Conversa Fiada é uma série de entrevistas com pessoas que trazem pontos de vistas inventivos sobre a relação com o fazer artesanal e sua rede. São artesãos inovadores, artistas visuais, designers, pesquisadores, criativos, professores e muitas outras pessoas que estão pensando sobre e fazendo artesanato, trazendo desafios, soluções e inovações para o setor.
Nesta Conversa Fiada entrevistamos a Maynara Sant’ana, comunicadora e ativista afro-amazônida, e atua no Ateliê Família Santana formado com seus pais e esposo, em Icoaraci, Belém – PA. A paraense compartilha conhecimentos históricos, tradicionais e tecnológicos e encontrou na comunicação a forma de fazer a ponte entre a tradição local e familiar com o mundo. Seja na pesquisa, na condução das visitas ou nas redes sociais, Maynara transmite com muita paixão a história da cerâmica local e de sua família.
Esta entrevista é a primeira de uma série especial, conduzida pela especialista do CRAB Alice Meditsch, com participantes do III Seminário “Mãos que Promovem o Brasil”, que também fizeram parte do Mosaico Amazônia Legal, o Mapeamento Cultural do Artesanato Brasileiro. Para saber mais sobre o projeto, baixe nosso e-book em: https://crab.sebrae.com.br/mosaico-amazonia-legal
A seguir conheça mais sobre Maynara nessa conversa carregada de conhecimento

A cerâmica amazônica carrega o tempo como resposta da reconexão das gerações.
Maynara Santana:
Venho de Belém, Pará, norte do país. Sou a terceira geração de uma família que trabalha com cerâmica há mais de 50 anos. Icoaraci é um território maravilhoso de conhecer. É um lugar margeado por rios e essa característica deu de presente para a gente a possibilidade de ter um polo ceramista. A gente trabalha há 150 anos com isso, então é um lugar que tem muita cultura.
Além do barro, tem muito cordão de bicho, que é uma tradição cultural de festas e de óperas populares de rua, muito carimbó, com um lugar tradicional chamado Espaço Cultural Coisas de Negro, tem Tecnomelody, Rock Doido. É periférico de maneira geral, então você vê essa cultura pulsante, muito viva!
Alice:
Queria ouvir você sobre o tempo, algo que você traz no nosso vídeo do Mosaico da Amazônia Legal.
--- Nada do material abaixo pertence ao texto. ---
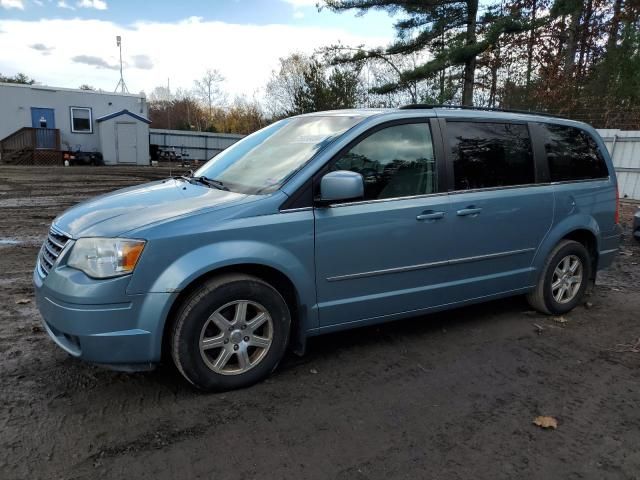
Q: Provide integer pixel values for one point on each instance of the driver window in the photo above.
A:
(397, 161)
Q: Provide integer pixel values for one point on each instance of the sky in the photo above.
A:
(67, 43)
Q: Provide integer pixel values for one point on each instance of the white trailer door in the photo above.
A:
(127, 143)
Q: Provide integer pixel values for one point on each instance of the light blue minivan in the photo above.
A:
(324, 222)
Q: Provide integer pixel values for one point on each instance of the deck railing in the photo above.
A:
(31, 146)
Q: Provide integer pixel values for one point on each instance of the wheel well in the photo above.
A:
(272, 276)
(588, 239)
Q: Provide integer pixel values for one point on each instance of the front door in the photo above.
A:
(386, 254)
(127, 142)
(499, 214)
(41, 119)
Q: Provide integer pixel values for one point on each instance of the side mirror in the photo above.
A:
(341, 185)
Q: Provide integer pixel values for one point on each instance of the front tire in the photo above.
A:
(564, 279)
(230, 333)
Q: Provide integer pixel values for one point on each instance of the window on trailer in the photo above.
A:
(81, 121)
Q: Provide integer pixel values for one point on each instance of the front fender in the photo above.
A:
(193, 264)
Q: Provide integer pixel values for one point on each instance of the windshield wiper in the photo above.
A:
(210, 182)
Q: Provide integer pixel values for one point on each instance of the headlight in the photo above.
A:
(105, 257)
Como vocês têm trabalhado essa tentativa de junção de opostos: o tempo do barro e o tempo que a juventude tem se movido?
Maynara:
O barro, ele tem mesmo essa questão química de aterrar você e deixar dentro de um compasso. Meu pai (Mestre Guilherme) tem uma fala muito mansa, serena. Ele tem um compasso que é o dele, o compasso do barro. Antes eu chegava lá acelerada, dizendo que precisava fazer isso, que tinha uma encomenda tal, ele me olhava e dizia: “não vai dar, Maynara”.

O barro é um grande professor, porque se você tenta acelerar o processo, a peça quebra e leva todo mundo que está do lado dela. Ele é muito filosófico, né? Te ensina muito, se você aprender a escutá-lo. O Sebá, meu marido, sempre fala nos cursos que não vai ensinar ninguém a manusear o barro, ele vai reativar uma memória.

Edith Pereira, estudiosa de cerâmica arqueológica, tem um livro que fala sobre o povo que antecedeu os Tupis. Eles possivelmente eram todos ceramistas. Então a gente, possivelmente, descende do povo ceramista.
Eu acho que a juventude tem essa necessidade de que as coisas aconteçam para ontem, mas também acho que é muito um vício da tecnologia, porque a nossa cabeça ancestral continua funcionando da mesma maneira. Se você tenta fazer uma coisa acelerada, no final do processo, você tá aqui, louco!
Na ilha do Marajó, um lugar encantado, uma das imagens que eu mais tenho e que me emociona muito é que a grande maioria das mulheres que trabalham lá, negras, trabalham num compasso muito desacelerado. Você chega lá, elas conversam, fazem e produzem tudo com calma. Eu podia ter nascido no Marajó, mas não. Eu sou de uma área urbana, sou um tajá da Amazônia, mas do asfalto, essa planta protetiva, muito encontrada nas regiões de mangue. Tem um monte no quintal de casa. A gente entende a nossa origem, o nosso território, a partir daí a gente começa a encontrar o nosso ritmo.
Paracuri, bairro de Icoaraci, tem uma produção centenária na arte cerâmica. Em 1996, foi criado um Liceu, Escola de Artes e Ofício mestre Raimundo Cardoso. Além do ensino formal, tinha um núcleo de arte para trabalhar educação focada na cerâmica. Os primeiros anos foram maravilhosos, o Liceu conseguiu realmente cumprir o papel para o que foi feito. Mas depois disso, entra outro governo, sai, aí os interesses vão se diluindo. O meu pai, ele tem esse processo educativo porque trabalhou durante 18 anos no Liceu, ajudando a elaborar diversos projetos. O Etnoconexões da Matemática à Cerâmica, era um projeto para ensinar formas geométricas para os alunos através do barro. Essa é uma forma de você diminuir distâncias e acabar prendendo o interesse da juventude.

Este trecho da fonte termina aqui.